Воробьиными ночами скрипела на склоне оврага осина, расщепленная ударом молнии. Сестры боялись без защиты Юмбатова.
Он, обиженный, целыми днями гонял на мотоцикле по Полынску, профилактируя преступность. Алена Сестра с тоской думала, что от ветра езды его шея совсем задубеет, молодость пройдет, — зачем дальше жить?
— Ладно, — сказала она сестре. Один раз разрешаю. Но если потом будешь с ним — убью.
Алена Немая сказала, что не хочет, и согласилась.
Произошло.
Почти месяц Юмбатов думал, что все идет честь по чести, по уговору: сегодня у него в руках Алена Сестра, завтра Алена Немая. На самом же деле сегодня в руках у него Алена Сестра тает и жеманится, скромничая, изображая Алену Немую, а завтра она же без притворства кричит и издыхает страстью.
И все-таки заподозрил обман. И, чтобы уж без подвоха, пригласил к забавам сразу обеих, а не по очереди. Делать нечего, они согласились.

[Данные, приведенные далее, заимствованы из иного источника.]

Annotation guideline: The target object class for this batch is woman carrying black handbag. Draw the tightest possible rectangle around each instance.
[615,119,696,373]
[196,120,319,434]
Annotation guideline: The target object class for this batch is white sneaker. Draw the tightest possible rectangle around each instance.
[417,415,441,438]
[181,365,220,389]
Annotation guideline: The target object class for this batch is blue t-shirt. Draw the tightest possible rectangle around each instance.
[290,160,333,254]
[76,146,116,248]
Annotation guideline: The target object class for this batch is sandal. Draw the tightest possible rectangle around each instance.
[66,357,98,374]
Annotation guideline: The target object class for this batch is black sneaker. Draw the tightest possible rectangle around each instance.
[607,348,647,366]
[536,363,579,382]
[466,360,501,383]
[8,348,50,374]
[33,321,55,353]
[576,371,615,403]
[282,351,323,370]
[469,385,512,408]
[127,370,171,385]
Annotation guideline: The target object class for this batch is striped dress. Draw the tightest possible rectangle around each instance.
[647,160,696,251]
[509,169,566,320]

На другой день, вечером, как всегда, Юмбатов въехал во двор на своем мотоцикле и увидел Алену Немую лежащей у крыльца с разрубленной шеей. Или Алену Сестру он увидел? Но ему почему-то сразу подумалось про Алену Немую.
Стали разбираться. Юмбатов был замешан, поэтому не помогал следствию, а путал.
Кого считать убийцей, а кого убитой?
Ведь надо записать в официальных бумагах: убита Алена Дмитриевна Шлёндина. Но они обе — Алены Дмитриевны Шлёндины, хотя паспортов получить до сих пор не удосужились. Если обозначить кличками, что не возбраняется в милицейской практике: Алена Сестра и Алена Немая, то опять же требуется знать, какая именно сестра убита. Оставшаяся в живых оказалась совсем немой: то ли Алена Немая окончательно онемела от испуга, то ли Алена Сестра притворяется Аленой Немой, чтобы на нее свалить убийство... Следствие зашло в тупик. Налицо и труп, и убийство, но неизвестно, кто погиб, а кто преступник. Короче говоря, с подсказки Юмбатова оформили случившееся как бытовой несчастный случай, а именно: урон хозяйственного топора на голову без преднамеренной цели. Кто уронил и на кого при этом оставалось по-прежнему неизвестным, но, поскольку сажать в тюрьму никого не надо, то эта неизвестность признавалась юридически несущественной.
Юмбатов перестал ездить в Аленину Пр-сть. Он чего-то стал побаиваться. Он не мог быть с женщиной, когда не знал, кто она именно. Он любил точность в знании людей, он пошел в милицию потому, что о каждом человеке у милиции точное уголовное понимание. Человек или преступник или нет, или судим или не судим, никаких нюансов.
Оставшаяся Алена осталась немой, но осталась и красавицей. Начала попивать. По ночам выла над могилой сестры. Мужчины Полынска сначала валом повалили к ней, и она не отказывала, но жены не ревновали, осиновых колов не припасали, и мужчинам скучно стало, даже брезгливо как-то.
Опустел двор.
И тут появился Мама и стал в нем хозяином.
Алена приняла его равнодушно.
Она пила, он шлялся по городу, воровал что попало. Тронуть его боялись: он тут же оскаливал зубы в жуткой улыбке и шел на человека с железякой, которую всегда таскал с собой. Его в психушку отвезти надо! — говорили Юмбатову жители. Убьет же кого-нибудь, и ничего ему, дураку, не будет. Юмбатов рассеянно молчал. Ему неприятно было вспоминать об Алене, а они напоминали, а ему неприятно было!
От Мамы у Алены родилось пятеро детей, и у каждого были свои способности.
Первенький (имен не давали), не имея от рождения одной руки, второй рукой делал стойку вниз головой на одной руке и стоял так сколько хотел. Его отдали за две бутылки водки и пустой мешок проходящим мимо цыганам, любящим такие таланты.
Вторая, девочка, умела прыгать по-лягушачьи наперегонки с маленькими черными земляными лягушками.